Can anyone recommend a good translation company that can translate written English into Arabic? It's marketing copy specific to a particular industry, so I doubt the abilities of any of they little shops that get labourers through their visas.


----------



## MaidenScotland (Jun 6, 2009)

Check out the British Embassy web site.. they may have a list of people who do this


----------



## Andy Capp (Oct 5, 2008)

Even better ask your friendly Emirati, he'll either do it or know someone who will, and ensure it's Emirates Arabic, not other types. ESP for a marketing document.


----------



## boyinblue (Nov 8, 2009)

> Even better ask your friendly Emirati, he'll either do it or know someone who will, and ensure it's Emirates Arabic, not other types. ESP for a marketing document.


sorry to disagree but giving an advertising/marketing document to an emirati friend would be last thing he'll need. Arabic-english and vice versa is a tough thing.. Mr. Rossi I think I know just the company.. (its our sister concern).. although Iam not into translation and stuff but if you give me a call, I'll have you forward to the most experienced in translations of advertising material.. pm me for my number.


----------



## Andy Capp (Oct 5, 2008)

That's implying Emiratis don't know marketing - somewhat blinkered, and the fact that it's your sister company? Hmmmmm


----------



## Seven Seas (May 11, 2009)

*seriously*

actually, the grab-the-first-guy-in-white tactic isn't a winner.

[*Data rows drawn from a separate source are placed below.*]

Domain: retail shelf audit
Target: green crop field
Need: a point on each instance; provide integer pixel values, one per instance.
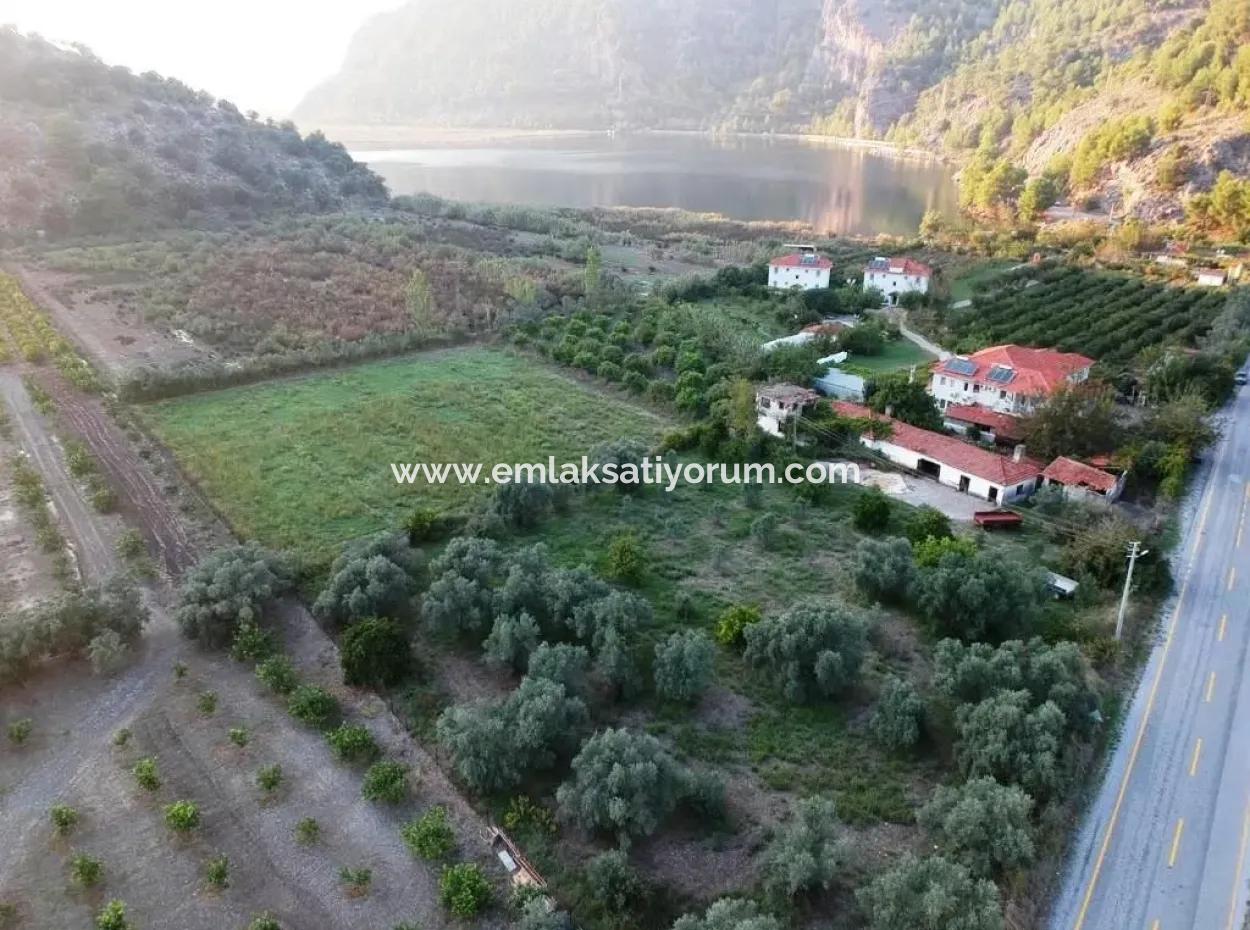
(304, 464)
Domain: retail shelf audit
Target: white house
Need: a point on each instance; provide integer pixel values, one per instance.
(804, 270)
(999, 479)
(896, 276)
(1009, 379)
(775, 404)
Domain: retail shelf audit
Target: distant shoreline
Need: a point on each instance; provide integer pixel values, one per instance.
(365, 138)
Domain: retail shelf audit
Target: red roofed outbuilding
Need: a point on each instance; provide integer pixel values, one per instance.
(999, 479)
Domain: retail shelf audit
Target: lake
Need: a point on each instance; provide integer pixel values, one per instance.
(836, 188)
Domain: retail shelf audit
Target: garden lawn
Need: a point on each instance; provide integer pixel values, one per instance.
(899, 355)
(304, 464)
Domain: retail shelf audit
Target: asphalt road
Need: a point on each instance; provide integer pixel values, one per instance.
(1164, 843)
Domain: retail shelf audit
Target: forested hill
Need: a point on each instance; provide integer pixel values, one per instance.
(1049, 86)
(86, 148)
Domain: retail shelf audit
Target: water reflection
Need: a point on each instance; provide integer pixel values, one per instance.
(834, 188)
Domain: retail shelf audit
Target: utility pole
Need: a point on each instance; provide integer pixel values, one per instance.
(1135, 551)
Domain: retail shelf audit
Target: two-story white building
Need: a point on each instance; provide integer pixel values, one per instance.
(804, 270)
(898, 276)
(1009, 379)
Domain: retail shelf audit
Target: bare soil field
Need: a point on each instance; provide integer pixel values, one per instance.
(71, 758)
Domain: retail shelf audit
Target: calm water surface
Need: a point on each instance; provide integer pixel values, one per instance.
(838, 189)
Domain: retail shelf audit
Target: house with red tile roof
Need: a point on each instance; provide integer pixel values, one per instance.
(1006, 379)
(896, 276)
(999, 479)
(1084, 481)
(801, 270)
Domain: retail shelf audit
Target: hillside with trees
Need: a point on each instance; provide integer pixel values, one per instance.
(88, 148)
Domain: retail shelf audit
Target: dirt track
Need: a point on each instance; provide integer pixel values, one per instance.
(71, 759)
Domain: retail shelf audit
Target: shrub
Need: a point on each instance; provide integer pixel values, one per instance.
(20, 730)
(353, 743)
(733, 624)
(928, 523)
(85, 870)
(385, 781)
(64, 819)
(181, 816)
(146, 775)
(898, 715)
(216, 873)
(464, 890)
(269, 779)
(113, 916)
(278, 674)
(356, 881)
(206, 703)
(614, 884)
(430, 836)
(251, 644)
(684, 665)
(813, 650)
(930, 894)
(983, 824)
(314, 706)
(626, 559)
(871, 511)
(308, 831)
(375, 653)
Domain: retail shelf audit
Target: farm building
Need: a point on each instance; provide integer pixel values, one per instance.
(803, 270)
(776, 404)
(989, 425)
(898, 276)
(1084, 481)
(970, 469)
(1008, 379)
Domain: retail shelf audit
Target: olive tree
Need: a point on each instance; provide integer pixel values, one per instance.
(228, 588)
(623, 783)
(814, 650)
(808, 851)
(684, 665)
(374, 578)
(930, 894)
(1009, 739)
(898, 715)
(981, 824)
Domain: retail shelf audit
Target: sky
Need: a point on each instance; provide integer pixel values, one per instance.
(260, 54)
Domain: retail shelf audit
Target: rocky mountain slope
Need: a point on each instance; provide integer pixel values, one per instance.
(86, 148)
(1023, 81)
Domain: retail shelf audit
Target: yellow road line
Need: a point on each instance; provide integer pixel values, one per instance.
(1145, 715)
(1180, 829)
(1236, 874)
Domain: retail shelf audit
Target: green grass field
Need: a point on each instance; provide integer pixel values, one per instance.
(899, 355)
(304, 464)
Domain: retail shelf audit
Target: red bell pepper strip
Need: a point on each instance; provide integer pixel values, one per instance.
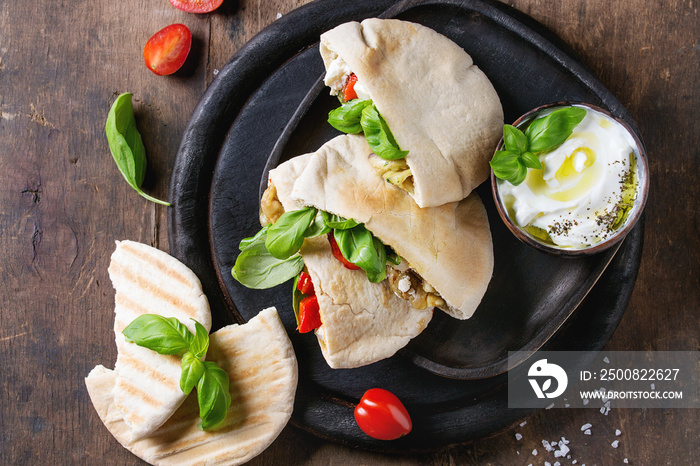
(349, 90)
(309, 316)
(304, 284)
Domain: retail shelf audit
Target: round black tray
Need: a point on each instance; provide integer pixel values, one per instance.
(229, 141)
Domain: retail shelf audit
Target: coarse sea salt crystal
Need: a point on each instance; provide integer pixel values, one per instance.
(561, 453)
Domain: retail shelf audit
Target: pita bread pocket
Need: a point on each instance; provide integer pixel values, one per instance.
(449, 247)
(149, 281)
(262, 368)
(439, 106)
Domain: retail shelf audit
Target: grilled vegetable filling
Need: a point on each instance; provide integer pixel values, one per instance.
(405, 282)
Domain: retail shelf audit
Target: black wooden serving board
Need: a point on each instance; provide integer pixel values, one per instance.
(259, 111)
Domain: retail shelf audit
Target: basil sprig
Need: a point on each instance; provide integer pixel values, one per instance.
(167, 335)
(126, 145)
(361, 115)
(271, 257)
(542, 135)
(256, 268)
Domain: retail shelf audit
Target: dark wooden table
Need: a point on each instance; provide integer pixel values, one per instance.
(63, 203)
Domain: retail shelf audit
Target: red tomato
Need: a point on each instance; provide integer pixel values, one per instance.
(339, 255)
(304, 284)
(196, 6)
(349, 91)
(309, 317)
(167, 50)
(381, 415)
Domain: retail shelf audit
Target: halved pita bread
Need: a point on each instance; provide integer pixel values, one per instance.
(437, 103)
(262, 368)
(149, 281)
(449, 246)
(362, 322)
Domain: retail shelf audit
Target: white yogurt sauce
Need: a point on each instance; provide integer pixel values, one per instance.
(337, 75)
(584, 190)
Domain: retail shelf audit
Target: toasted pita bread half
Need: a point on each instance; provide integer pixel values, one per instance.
(439, 106)
(149, 281)
(262, 369)
(449, 247)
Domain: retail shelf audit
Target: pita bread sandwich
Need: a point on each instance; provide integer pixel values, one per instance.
(431, 115)
(149, 281)
(259, 360)
(407, 260)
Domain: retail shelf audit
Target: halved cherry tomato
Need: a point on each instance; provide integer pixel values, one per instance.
(304, 284)
(349, 90)
(196, 6)
(381, 415)
(166, 51)
(339, 255)
(309, 317)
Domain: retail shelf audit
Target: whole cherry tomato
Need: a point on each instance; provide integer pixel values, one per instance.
(381, 415)
(197, 6)
(166, 51)
(339, 255)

It's quite hard top do translations.


----------



## boyinblue (Nov 8, 2009)

> That's implying Emiratis don't know marketing - somewhat blinkered, and the fact that it's your sister company? Hmmmmm


so according to you universities should stop giving degrees called "Bachelor Of Linguistics"? Am not cheap enough to promote a sister concern for few hundreds but definitely I would recommend the thread starter to go to a professional and not.. "friendly Emirati"


----------